Emerson Barros de Aguiar: Primavera
fascista - o novo desabrochar da podridão
Na Alemanha, a ascensão da
Alternativa para a Alemanha, AfD, partido de extrema-direita, está
influenciando decisivamente o cenário político em meio a uma grave crise de
governo. O colapso da gestão de Olaf Scholz, após a demissão do ministro das
Finanças e da saída do FDP de sua coalizão, resultou na dissolução do
Parlamento e na convocação de novas eleições antecipadas para fevereiro de
2025.
O problema é que a AfD tem
se destacado nas pesquisas como a segunda força política do país, à frente até
mesmo do Partido Social-Democrata, de Scholz. Apesar do mal estar dos partidos
tradicionais em formarem coalizões com a AfD, a sua crescente influência
dificulta a composição de maiorias estáveis no parlamento, o que compromete o
futuro político do país.
O avanço da extrema-direita
alemã reflete o uso eficaz de discursos nacionalistas e anti-imigração,
confirmando a tendência global de fortalecimento de partidos de extrema
direita, como observado em outros países como Estados Unidos, Áustria, França,
Argentina e Brasil.
Na Alemanha, esse
fortalecimento pressiona os partidos tradicionais a lidar com um parlamento
fragmentado e com desafios à governabilidade.
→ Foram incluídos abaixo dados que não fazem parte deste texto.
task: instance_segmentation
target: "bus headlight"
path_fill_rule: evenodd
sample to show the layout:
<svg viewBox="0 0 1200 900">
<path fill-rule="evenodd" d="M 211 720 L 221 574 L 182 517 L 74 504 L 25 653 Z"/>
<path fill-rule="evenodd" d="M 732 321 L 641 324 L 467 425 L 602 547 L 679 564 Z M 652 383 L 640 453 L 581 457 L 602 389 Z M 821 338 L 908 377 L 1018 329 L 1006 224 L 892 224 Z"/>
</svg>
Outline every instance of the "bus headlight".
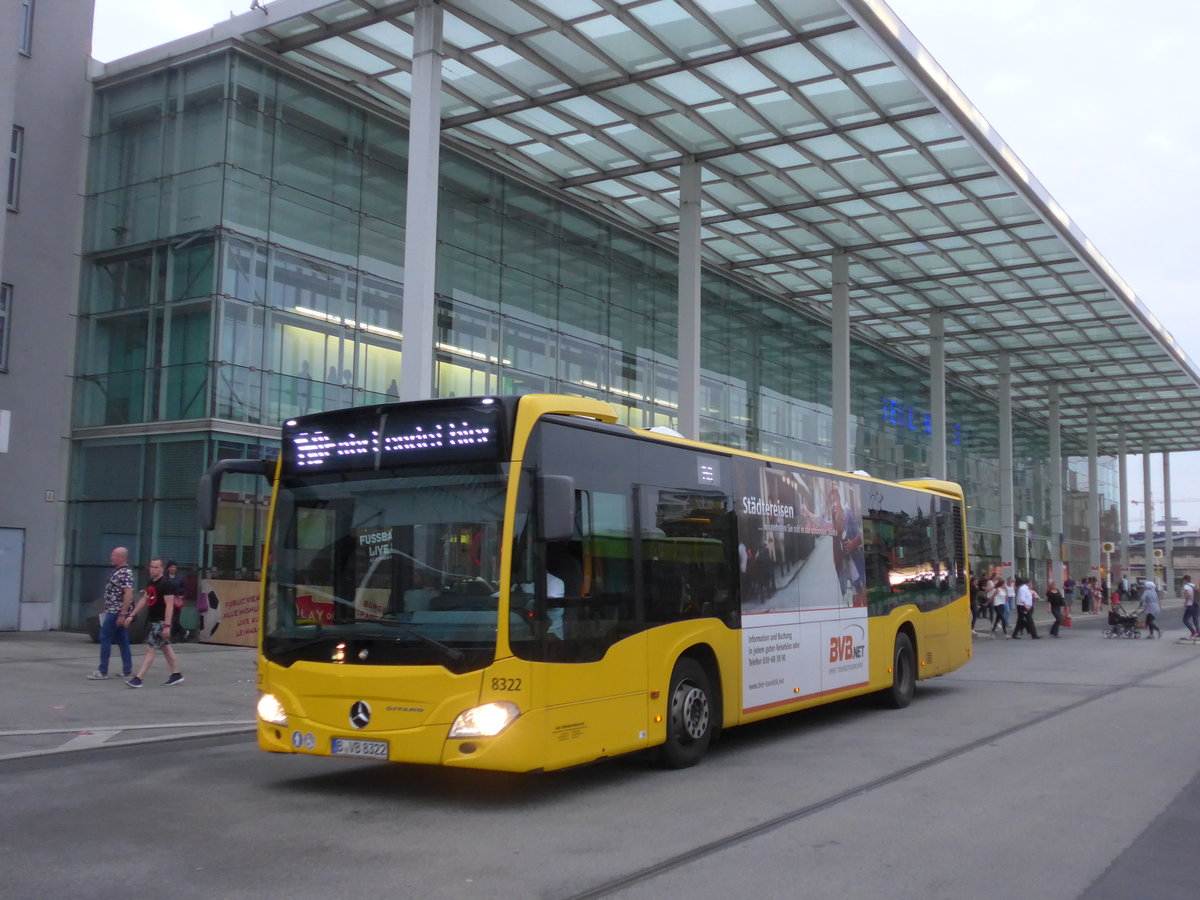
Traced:
<svg viewBox="0 0 1200 900">
<path fill-rule="evenodd" d="M 274 694 L 263 694 L 258 698 L 258 717 L 271 725 L 287 724 L 287 711 Z"/>
<path fill-rule="evenodd" d="M 517 704 L 500 700 L 485 703 L 466 712 L 459 713 L 450 726 L 452 738 L 495 737 L 517 720 L 521 711 Z"/>
</svg>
A AfD já havia perigosamente
obtido o seu maior resultado histórico nas eleições europeias em junho de 2024,
a partir de discursos anti-imigração e da exploração de sentimentos
nacionalistas e agora aspira ao poder máximo, fortalecida, principalmente, pela
demagogia xenofóbica.
Na Áustria, em outubro de
2024, o Partido da Liberdade alcançou um patamar histórico ao sair vitorioso
nas eleições legislativas, explorando o discurso antissistema e a frustração da
população com a classe política dominante. O Reagrupamento Nacional, partido
francês liderado por Marine Le Pen, superou o partido do presidente Emmanuel
Macron nas eleições para o Parlamento Europeu em junho de 2024.
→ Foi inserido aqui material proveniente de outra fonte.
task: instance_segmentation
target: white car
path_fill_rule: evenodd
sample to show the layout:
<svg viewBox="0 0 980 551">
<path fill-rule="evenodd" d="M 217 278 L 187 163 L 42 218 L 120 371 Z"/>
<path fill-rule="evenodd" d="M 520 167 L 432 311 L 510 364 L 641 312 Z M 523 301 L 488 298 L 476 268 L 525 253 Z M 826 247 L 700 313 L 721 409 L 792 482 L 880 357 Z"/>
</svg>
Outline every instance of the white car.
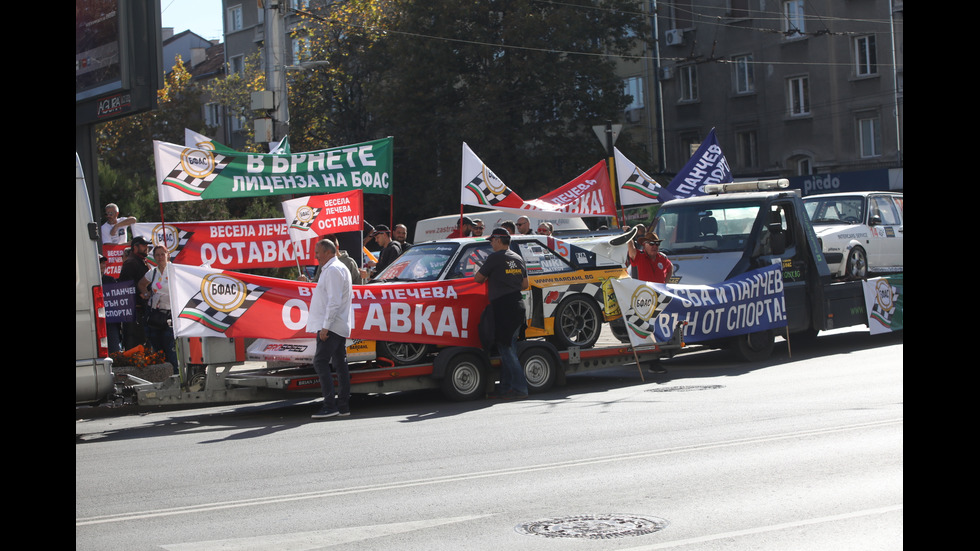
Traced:
<svg viewBox="0 0 980 551">
<path fill-rule="evenodd" d="M 831 274 L 862 279 L 903 271 L 901 193 L 861 191 L 803 199 Z"/>
</svg>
Na Argentina, a eleição de
Milei, candidato de retórica neoliberal, marcou uma guinada política que
precipitou o país numa profunda crise social. Desde sua posse como presidente
em dezembro de 2023, as condições de vida se deterioraram, com aumentos
alarmantes nos índices de pobreza e de insegurança alimentar. No primeiro
semestre de 2024, a taxa de pobreza atingiu 52,9%, o nível mais alto desde
2004, representando um aumento de 11 pontos percentuais em relação ao semestre
anterior, com a indigência superando os 18%. Hoje, 32,2% das crianças e
adolescentes do país enfrentam algum grau de insegurança alimentar, com 13,9%
em situação severa. As medidas de austeridade econômica implementadas pelo
governo Milei, turbinaram o aumento da pobreza e da fome. 66% dos menores de 14
anos vivem hoje na pobreza. Além disso, os cortes no financiamento na educação
pública resultaram na rápida deterioração da qualidade do ensino.
A estratégia da
extrema-direita de se apresentar como "antissistema" é uma tática que
repete as estratégias demagógicas utilizadas por partidos fascistas, numa
abordagem que consiste principalmente em explorar o descontentamento popular
com a política tradicional e se posicionar como a única alternativa legitima e
viável para uma suposta mudança radical, simplificando problemas urgentes e
complexos com soluções autoritárias, vulgares, rasas e populistas.
A demagogia fascista se
baseia em promessas de retorno a uma “grandeza” perdida e na adesão a uma ordem
idealizada, ainda que sem qualquer base histórica realista. Seus líderes
utilizam uma retórica barata e emocional para instigar o medo e a raiva contra
a legalidade, contra os imigrantes, contra grupos minoritários e contra
instituições democráticas. Hitler usou o descontentamento com o Tratado de
Versalhes e a crise econômica da República de Weimar para se apresentar como o
salvador que restauraria a glória perdida da Alemanha. De modo análogo,
partidos como a AfD capitalizam o medo da globalização e da imigração,
prometendo recuperar a soberania nacional e reforçar a segurança econômica. A
crise dos refugiados foi amplamente explorada pelo Reagrupamento Nacional, na
França, que apresenta as políticas anti-imigração como solução contra a
“ameaça” à identidade nacional.
Movimentos de
extrema-direita prosperam em tempos de crise econômica, social ou política,
pois capitalizam e exploram crises, gerando incertezas que favorecem o seu
discurso fácil e autoritário.
Embora o discurso fascista
antissistema se apresente como renovador, os partidos de extrema-direita, uma
vez instalados no poder, como primeira providência, atacam instituições
democráticas, promovendo medidas que enfraquecem a liberdade de imprensa e a
independência do judiciário, que precarizam os direitos sociais e que promovem
as desigualdades. Países que elegeram governos populistas de direita
registraram quedas acentuadas nos índices de liberdade e democracia, como
ocorreu na Polônia e na Hungria, onde medidas para limitar a imprensa e
consolidar o poder executivo foram adotadas. A comparação com o fascismo
histórico não é apenas retórica, mas baseada em padrões facilmente
identificáveis, como o culto personalista dos líderes, que são sempre
apresentados como figuras redentoras, carismáticas e indispensáveis. Outras
características são a propagação da ideia de “pureza”, seja ela racial,
cultural ou religiosa, e a atribuição de culpa a inimigos fabricados
especialmente para serem responsabilizados pelos principais problemas
nacionais. Em geral, os partidos de extrema-direita contemporâneos apontam os
imigrantes, as ONGs, os movimentos sociais e as instituições internacionais
como os principais causadores dos problemas sociais e econômicos.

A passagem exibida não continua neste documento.